Buzz Aldrin's Moon-Saving Pen Sells for $857,600

🤯 Mind Blown

A felt-tip pen that saved the Apollo 11 mission from disaster sold for nearly $860,000 at auction. When a circuit breaker broke inside the lunar module, Buzz Aldrin used his pocket pen to flip the switch and launch them home.

A simple plastic pen just sold for $857,600 because 57 years ago, it saved two astronauts stranded on the Moon.

Buzz Aldrin noticed the problem after he and Neil Armstrong completed their historic moonwalk in 1969. The tip of a critical circuit breaker switch had snapped off inside the lunar module. Without it, they couldn't fire their ascent engine to leave the Moon's surface.

Mission Control scrambled to find a solution while the astronauts waited in their cramped spacecraft. Aldrin came up with a brilliantly simple idea.

He pulled a felt-tip marker from his spacesuit pocket and carefully pushed it into the circuit breaker opening. The switch clicked on, rearming the engine. "Now we could leave the lunar surface, rendezvous with Mike Collins in the command module, and head for home," Aldrin later wrote. "Disaster averted."

The pen wasn't the fancy Fisher Space Pen that became famous through marketing stories. It was an ordinary Duro-brand Rocket felt-tip marker. Aldrin always emphasized this detail as an engineer, pointing out he would never stick a metal-tipped pen into a live electrical socket.

Buzz Aldrin's Moon-Saving Pen Sells for $857,600

Sotheby's sold both the pen and the broken circuit breaker switch on Wednesday as part of their annual Geek Week auction.

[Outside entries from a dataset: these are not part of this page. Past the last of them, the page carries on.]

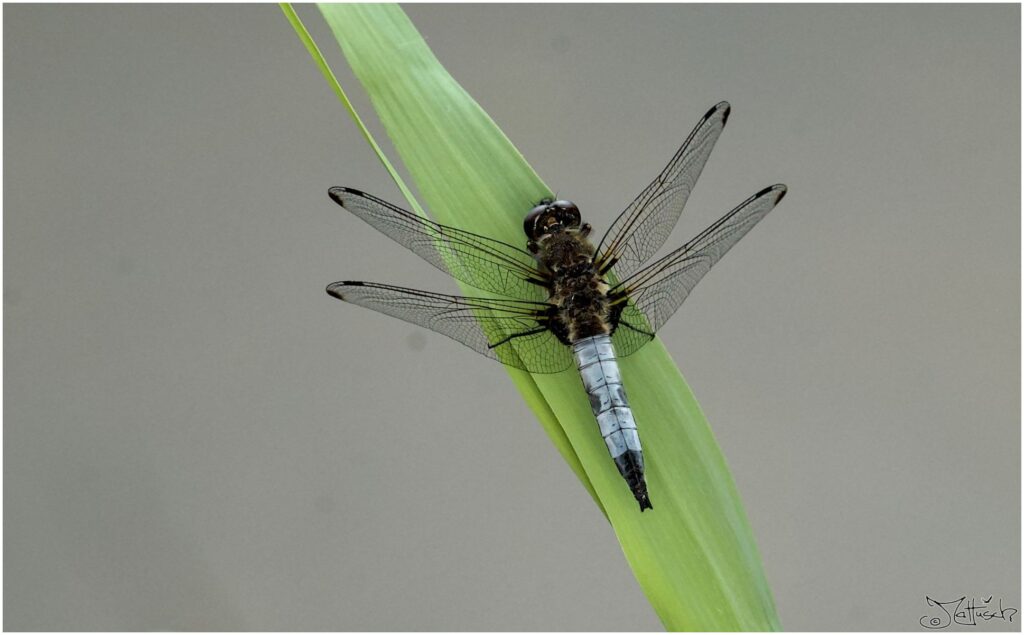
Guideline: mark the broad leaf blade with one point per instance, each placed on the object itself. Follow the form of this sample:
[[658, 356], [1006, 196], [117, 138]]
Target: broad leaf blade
[[693, 554]]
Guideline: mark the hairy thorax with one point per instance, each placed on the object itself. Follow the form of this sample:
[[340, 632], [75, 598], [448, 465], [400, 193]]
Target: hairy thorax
[[578, 291]]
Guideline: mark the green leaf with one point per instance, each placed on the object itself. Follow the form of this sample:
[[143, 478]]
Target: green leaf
[[693, 554]]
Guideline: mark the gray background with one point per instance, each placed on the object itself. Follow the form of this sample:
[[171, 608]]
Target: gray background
[[198, 437]]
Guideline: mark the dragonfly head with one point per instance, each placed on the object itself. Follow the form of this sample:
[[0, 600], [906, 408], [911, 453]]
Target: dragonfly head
[[551, 217]]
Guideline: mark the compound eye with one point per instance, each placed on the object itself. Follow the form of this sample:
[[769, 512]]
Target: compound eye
[[529, 225], [568, 213]]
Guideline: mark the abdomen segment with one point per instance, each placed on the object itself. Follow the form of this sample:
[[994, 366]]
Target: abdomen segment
[[599, 370]]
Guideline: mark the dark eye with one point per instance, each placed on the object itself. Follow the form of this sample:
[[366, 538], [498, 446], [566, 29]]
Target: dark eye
[[568, 213], [529, 222]]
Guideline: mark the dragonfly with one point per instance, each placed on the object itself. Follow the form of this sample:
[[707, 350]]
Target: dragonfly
[[560, 300]]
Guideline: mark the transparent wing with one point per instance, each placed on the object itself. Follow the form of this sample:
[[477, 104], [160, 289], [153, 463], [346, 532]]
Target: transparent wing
[[477, 260], [650, 296], [643, 226], [511, 331]]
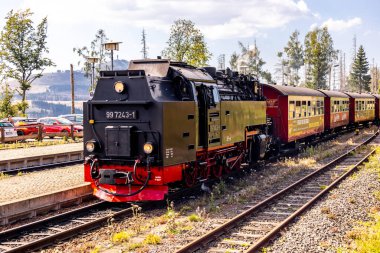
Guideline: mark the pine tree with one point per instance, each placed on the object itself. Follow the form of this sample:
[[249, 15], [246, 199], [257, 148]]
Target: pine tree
[[294, 52], [144, 50], [233, 61], [319, 55], [186, 43], [6, 106], [281, 68], [359, 74], [254, 61], [22, 48]]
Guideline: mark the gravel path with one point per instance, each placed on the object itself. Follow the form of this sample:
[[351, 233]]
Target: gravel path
[[35, 151], [40, 182], [327, 225]]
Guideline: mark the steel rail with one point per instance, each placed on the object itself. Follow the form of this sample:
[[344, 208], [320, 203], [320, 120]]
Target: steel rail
[[62, 235], [215, 233]]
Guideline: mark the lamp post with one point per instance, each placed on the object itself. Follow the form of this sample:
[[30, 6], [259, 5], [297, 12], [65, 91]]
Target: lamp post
[[111, 46], [92, 60]]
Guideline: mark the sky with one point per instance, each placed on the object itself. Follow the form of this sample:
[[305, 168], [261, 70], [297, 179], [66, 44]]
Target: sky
[[223, 23]]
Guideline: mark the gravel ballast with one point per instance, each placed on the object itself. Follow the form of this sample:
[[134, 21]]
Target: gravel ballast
[[327, 225], [40, 182], [273, 177]]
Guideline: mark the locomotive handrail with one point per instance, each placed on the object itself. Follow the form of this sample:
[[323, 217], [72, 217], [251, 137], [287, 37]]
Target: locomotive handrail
[[100, 102]]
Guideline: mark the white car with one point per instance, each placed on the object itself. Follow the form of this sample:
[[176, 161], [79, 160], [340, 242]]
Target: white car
[[9, 130]]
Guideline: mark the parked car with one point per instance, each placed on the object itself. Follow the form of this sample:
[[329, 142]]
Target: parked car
[[58, 125], [75, 118], [25, 126], [9, 130]]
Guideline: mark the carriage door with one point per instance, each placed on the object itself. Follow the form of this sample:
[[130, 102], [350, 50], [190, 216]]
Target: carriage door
[[209, 116]]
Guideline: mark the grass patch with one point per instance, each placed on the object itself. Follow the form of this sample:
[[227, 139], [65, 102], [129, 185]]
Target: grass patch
[[3, 176], [194, 218], [152, 239], [366, 238], [121, 237]]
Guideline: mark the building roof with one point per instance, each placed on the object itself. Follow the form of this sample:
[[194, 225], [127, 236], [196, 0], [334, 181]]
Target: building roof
[[359, 95], [331, 93], [295, 91]]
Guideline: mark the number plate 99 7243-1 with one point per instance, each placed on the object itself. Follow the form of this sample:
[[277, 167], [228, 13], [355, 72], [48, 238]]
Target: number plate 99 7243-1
[[121, 115]]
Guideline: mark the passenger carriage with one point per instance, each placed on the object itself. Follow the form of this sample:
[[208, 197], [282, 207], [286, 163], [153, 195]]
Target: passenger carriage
[[296, 112], [377, 108], [362, 108], [336, 109]]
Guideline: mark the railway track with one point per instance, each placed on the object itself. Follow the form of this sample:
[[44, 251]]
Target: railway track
[[33, 163], [48, 231], [260, 222]]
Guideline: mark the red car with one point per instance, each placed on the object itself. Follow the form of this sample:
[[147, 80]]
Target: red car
[[58, 125], [25, 126]]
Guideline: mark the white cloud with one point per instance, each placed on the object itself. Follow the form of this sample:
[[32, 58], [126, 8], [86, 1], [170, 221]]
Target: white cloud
[[339, 25], [217, 19]]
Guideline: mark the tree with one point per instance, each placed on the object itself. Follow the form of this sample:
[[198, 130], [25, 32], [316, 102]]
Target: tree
[[233, 61], [186, 43], [319, 55], [144, 50], [281, 67], [6, 106], [360, 79], [267, 76], [96, 49], [254, 62], [22, 50], [294, 52]]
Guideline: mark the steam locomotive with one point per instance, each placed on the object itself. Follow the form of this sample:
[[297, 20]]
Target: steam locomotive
[[161, 124]]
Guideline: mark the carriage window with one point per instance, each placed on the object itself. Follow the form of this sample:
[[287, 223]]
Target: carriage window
[[304, 109], [298, 109], [292, 110]]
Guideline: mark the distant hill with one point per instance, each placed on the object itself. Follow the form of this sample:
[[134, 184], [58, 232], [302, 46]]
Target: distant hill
[[50, 94]]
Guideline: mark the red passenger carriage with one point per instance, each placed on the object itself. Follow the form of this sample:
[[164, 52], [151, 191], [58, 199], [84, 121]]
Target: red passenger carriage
[[297, 113], [336, 109]]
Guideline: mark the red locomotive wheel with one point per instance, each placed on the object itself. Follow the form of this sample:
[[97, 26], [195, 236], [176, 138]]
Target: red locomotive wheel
[[217, 171], [190, 176]]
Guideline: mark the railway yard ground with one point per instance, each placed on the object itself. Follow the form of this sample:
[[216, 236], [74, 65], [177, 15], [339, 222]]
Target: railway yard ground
[[326, 227]]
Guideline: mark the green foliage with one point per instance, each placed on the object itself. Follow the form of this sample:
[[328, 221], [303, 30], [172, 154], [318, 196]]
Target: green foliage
[[96, 49], [319, 55], [186, 43], [194, 218], [144, 49], [253, 60], [122, 236], [294, 52], [359, 77], [6, 106], [152, 239], [22, 50], [233, 61]]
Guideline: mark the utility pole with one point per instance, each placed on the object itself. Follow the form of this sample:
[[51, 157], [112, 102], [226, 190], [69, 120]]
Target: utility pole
[[72, 89]]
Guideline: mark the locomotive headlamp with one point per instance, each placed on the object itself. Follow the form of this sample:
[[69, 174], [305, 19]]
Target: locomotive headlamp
[[148, 148], [119, 87], [90, 146]]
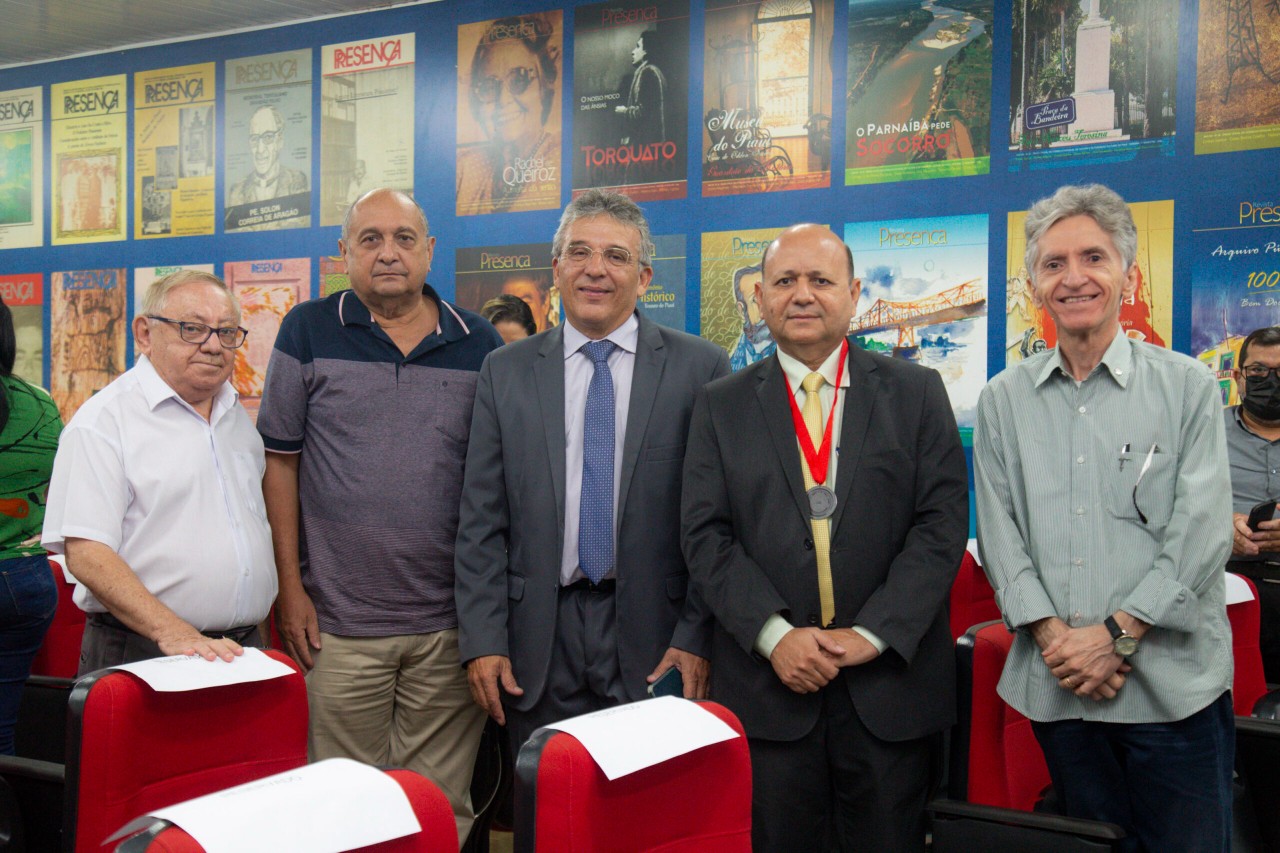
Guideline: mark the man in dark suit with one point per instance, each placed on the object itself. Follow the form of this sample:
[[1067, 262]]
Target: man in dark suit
[[824, 515], [571, 587]]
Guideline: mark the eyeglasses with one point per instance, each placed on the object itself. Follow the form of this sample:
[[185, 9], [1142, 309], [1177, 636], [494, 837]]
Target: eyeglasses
[[615, 256], [231, 337], [517, 80]]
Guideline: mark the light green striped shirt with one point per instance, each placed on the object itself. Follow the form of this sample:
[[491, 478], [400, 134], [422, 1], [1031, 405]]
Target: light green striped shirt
[[1064, 474]]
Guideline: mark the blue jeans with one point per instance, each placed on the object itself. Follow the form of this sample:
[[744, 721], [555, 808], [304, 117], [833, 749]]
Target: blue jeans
[[1168, 784], [28, 598]]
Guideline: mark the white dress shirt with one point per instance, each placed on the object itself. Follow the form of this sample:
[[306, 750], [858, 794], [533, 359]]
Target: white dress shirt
[[177, 497], [579, 370]]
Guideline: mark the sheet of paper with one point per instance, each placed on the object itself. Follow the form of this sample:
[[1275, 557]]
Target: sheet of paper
[[327, 807], [641, 734], [179, 673]]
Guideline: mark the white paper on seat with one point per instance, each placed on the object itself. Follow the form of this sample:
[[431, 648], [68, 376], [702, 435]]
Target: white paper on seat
[[327, 807], [641, 734], [179, 673]]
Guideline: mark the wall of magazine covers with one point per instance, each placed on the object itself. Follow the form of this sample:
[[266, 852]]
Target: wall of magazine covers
[[918, 129]]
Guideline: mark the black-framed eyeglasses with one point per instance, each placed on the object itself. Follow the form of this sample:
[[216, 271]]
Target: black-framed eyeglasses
[[615, 256], [517, 81], [229, 336], [1260, 370]]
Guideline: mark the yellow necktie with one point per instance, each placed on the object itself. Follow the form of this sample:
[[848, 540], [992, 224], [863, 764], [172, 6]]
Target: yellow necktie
[[812, 414]]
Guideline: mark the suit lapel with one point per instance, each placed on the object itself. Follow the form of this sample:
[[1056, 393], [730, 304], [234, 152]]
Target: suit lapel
[[549, 384], [772, 396], [650, 357], [858, 401]]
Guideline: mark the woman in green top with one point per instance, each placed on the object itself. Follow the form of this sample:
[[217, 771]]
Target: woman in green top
[[28, 438]]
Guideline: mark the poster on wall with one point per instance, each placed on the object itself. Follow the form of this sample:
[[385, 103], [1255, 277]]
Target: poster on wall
[[730, 314], [366, 121], [173, 151], [631, 97], [1089, 87], [87, 150], [87, 306], [22, 204], [522, 270], [1147, 315], [1238, 77], [510, 114], [24, 295], [918, 97], [268, 115], [767, 96], [1235, 282], [266, 290], [924, 299]]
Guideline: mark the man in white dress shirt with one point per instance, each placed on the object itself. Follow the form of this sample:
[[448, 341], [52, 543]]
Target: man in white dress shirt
[[156, 495]]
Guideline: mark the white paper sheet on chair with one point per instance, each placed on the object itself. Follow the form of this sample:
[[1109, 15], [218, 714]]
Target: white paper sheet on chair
[[327, 807], [641, 734], [193, 673]]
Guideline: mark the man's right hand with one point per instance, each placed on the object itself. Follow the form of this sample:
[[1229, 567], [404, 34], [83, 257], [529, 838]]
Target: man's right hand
[[484, 675], [805, 658], [296, 620]]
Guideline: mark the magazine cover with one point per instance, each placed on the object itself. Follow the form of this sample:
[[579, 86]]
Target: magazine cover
[[88, 310], [730, 313], [631, 97], [1091, 87], [22, 205], [924, 299], [87, 150], [266, 290], [24, 295], [268, 114], [1148, 315], [366, 126], [173, 151], [510, 114], [1235, 282], [767, 96], [522, 270], [919, 90], [1238, 77]]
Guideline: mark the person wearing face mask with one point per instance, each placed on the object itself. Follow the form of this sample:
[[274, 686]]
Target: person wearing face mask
[[1253, 448]]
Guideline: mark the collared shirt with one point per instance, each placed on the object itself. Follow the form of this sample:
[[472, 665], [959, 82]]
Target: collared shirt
[[579, 370], [1065, 471], [178, 497], [383, 438]]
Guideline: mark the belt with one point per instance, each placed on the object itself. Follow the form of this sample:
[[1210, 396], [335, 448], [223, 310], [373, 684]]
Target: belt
[[584, 584], [109, 621]]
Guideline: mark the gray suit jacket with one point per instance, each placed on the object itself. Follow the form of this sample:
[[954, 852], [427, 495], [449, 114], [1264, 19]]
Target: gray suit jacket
[[512, 520]]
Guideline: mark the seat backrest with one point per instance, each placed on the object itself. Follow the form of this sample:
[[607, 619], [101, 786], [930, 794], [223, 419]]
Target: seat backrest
[[430, 806], [131, 749], [1002, 763], [972, 597], [1249, 682], [59, 653], [696, 802]]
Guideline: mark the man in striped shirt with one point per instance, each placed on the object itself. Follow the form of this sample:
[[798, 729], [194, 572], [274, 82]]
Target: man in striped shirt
[[1104, 521]]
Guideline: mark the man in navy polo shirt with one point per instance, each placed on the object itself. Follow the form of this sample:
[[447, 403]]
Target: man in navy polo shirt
[[365, 418]]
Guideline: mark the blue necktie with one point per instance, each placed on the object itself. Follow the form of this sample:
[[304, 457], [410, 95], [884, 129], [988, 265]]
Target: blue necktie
[[595, 511]]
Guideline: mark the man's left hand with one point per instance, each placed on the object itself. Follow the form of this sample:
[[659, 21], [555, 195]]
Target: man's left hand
[[694, 671]]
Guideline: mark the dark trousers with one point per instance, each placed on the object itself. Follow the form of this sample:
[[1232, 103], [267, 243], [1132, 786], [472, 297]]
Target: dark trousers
[[1168, 784], [840, 787], [28, 598]]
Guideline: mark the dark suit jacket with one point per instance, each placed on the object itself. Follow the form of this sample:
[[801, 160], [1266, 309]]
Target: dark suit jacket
[[512, 521], [897, 536]]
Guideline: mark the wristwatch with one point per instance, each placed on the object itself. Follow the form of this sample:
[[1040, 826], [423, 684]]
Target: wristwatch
[[1123, 643]]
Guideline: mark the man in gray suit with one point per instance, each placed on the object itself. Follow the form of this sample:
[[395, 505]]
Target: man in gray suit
[[571, 588]]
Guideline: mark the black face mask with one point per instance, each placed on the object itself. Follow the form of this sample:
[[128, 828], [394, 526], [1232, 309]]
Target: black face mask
[[1262, 396]]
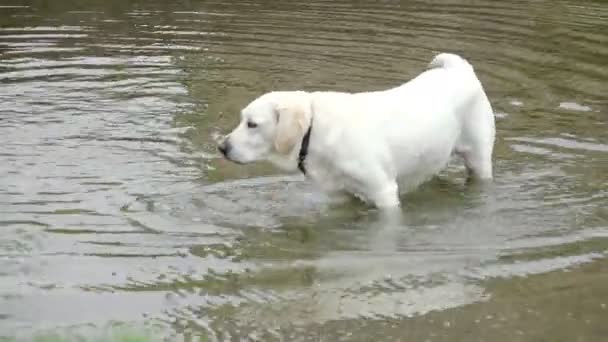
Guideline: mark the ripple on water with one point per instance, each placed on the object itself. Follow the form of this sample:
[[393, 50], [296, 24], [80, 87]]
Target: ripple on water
[[112, 195]]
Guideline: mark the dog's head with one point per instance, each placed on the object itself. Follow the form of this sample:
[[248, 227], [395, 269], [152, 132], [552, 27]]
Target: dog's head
[[271, 126]]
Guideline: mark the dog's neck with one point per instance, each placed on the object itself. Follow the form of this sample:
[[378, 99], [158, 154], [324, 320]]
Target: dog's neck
[[296, 158]]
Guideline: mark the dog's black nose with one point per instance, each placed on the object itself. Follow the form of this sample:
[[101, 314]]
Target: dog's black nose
[[224, 148]]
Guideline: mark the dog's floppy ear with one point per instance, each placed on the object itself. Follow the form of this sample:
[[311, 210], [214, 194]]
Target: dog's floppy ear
[[293, 117]]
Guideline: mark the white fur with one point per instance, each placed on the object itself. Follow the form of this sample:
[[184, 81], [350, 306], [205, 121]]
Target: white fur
[[375, 144]]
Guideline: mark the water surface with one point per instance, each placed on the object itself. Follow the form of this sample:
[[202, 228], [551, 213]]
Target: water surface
[[116, 210]]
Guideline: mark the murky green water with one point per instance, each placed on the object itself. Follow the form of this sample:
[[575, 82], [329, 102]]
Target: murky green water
[[116, 211]]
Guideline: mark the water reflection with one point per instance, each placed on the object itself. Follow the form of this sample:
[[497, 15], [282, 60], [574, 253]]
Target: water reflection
[[112, 195]]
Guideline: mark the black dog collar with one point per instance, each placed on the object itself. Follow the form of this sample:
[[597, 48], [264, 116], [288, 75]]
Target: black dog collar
[[304, 149]]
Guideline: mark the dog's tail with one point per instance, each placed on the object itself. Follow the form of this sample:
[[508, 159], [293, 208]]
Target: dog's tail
[[449, 60]]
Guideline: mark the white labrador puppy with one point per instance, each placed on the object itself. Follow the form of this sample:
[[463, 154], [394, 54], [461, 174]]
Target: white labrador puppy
[[377, 144]]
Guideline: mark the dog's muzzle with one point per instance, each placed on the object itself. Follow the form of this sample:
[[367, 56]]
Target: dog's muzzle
[[224, 147]]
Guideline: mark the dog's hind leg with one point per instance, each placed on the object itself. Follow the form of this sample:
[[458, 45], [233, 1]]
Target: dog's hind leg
[[477, 141]]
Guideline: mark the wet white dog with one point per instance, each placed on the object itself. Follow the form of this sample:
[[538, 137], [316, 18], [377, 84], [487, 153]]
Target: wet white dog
[[377, 144]]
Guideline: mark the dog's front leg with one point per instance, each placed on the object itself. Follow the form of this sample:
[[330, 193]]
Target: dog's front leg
[[384, 195]]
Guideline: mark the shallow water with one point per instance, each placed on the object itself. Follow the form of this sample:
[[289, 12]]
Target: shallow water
[[116, 210]]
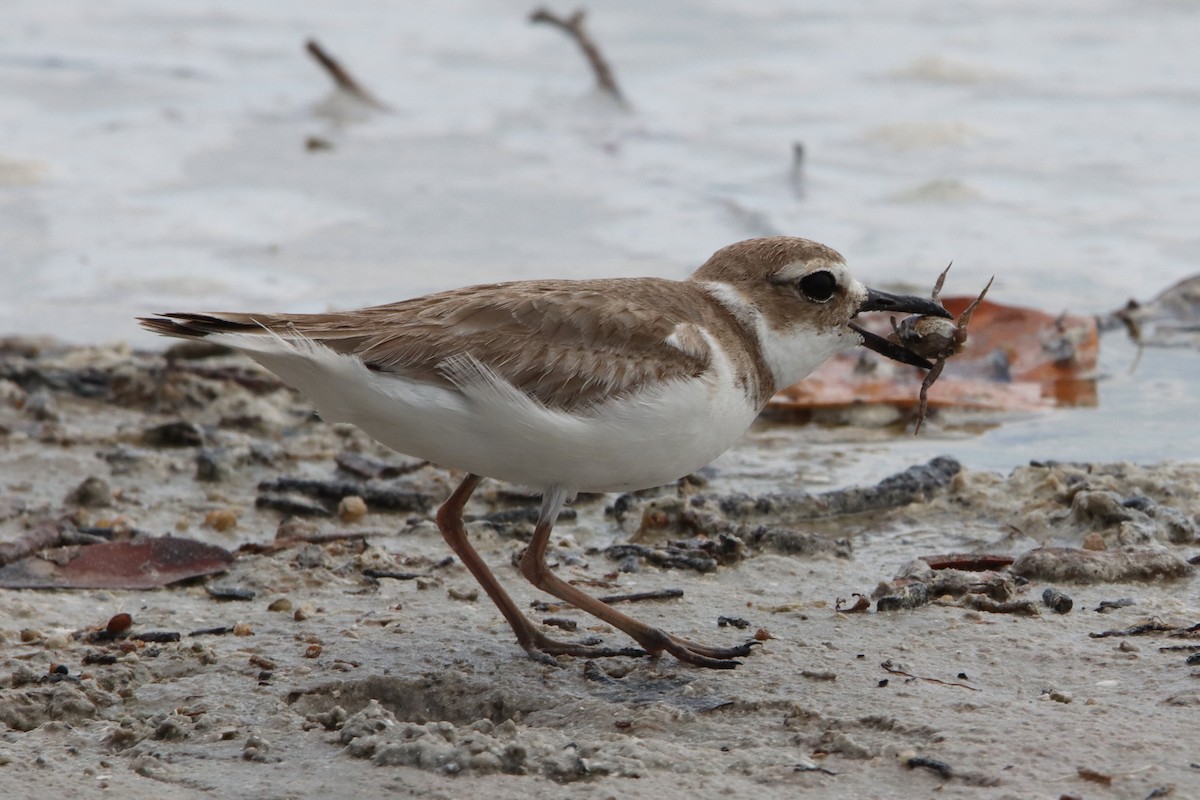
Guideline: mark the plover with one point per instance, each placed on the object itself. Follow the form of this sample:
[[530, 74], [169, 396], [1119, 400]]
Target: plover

The Buzz Aldrin Family Trust consigned the items along with more than 40 other pieces from his collection.

Why This Inspires

This story reminds us that world-changing solutions don't always require advanced technology or complex plans. Sometimes the most important tool is the one already in your pocket and the clear thinking to use it.

The pen and switch had previously toured America as part of the Smithsonian's "Destination Moon" exhibit, inspiring visitors in five cities. A 2012 law confirmed that Apollo astronauts legally own the equipment they kept as mementos from their missions.

While the sale price sounds astronomical, it didn't crack the top 10 for space memorabilia. A watch worn on the Moon during Apollo 15 sold for $1.625 million in 2015. Aldrin's own Apollo 11 flight jacket brought in $2.7 million in 2022.

The auction drew collectors from around the world, with the winning bidder participating by phone. Their identity remains private, but they now own a piece of pen that wrote one of history's most remarkable problem-solving stories.

Sometimes the difference between disaster and triumph is just having the right tool and the courage to try something simple.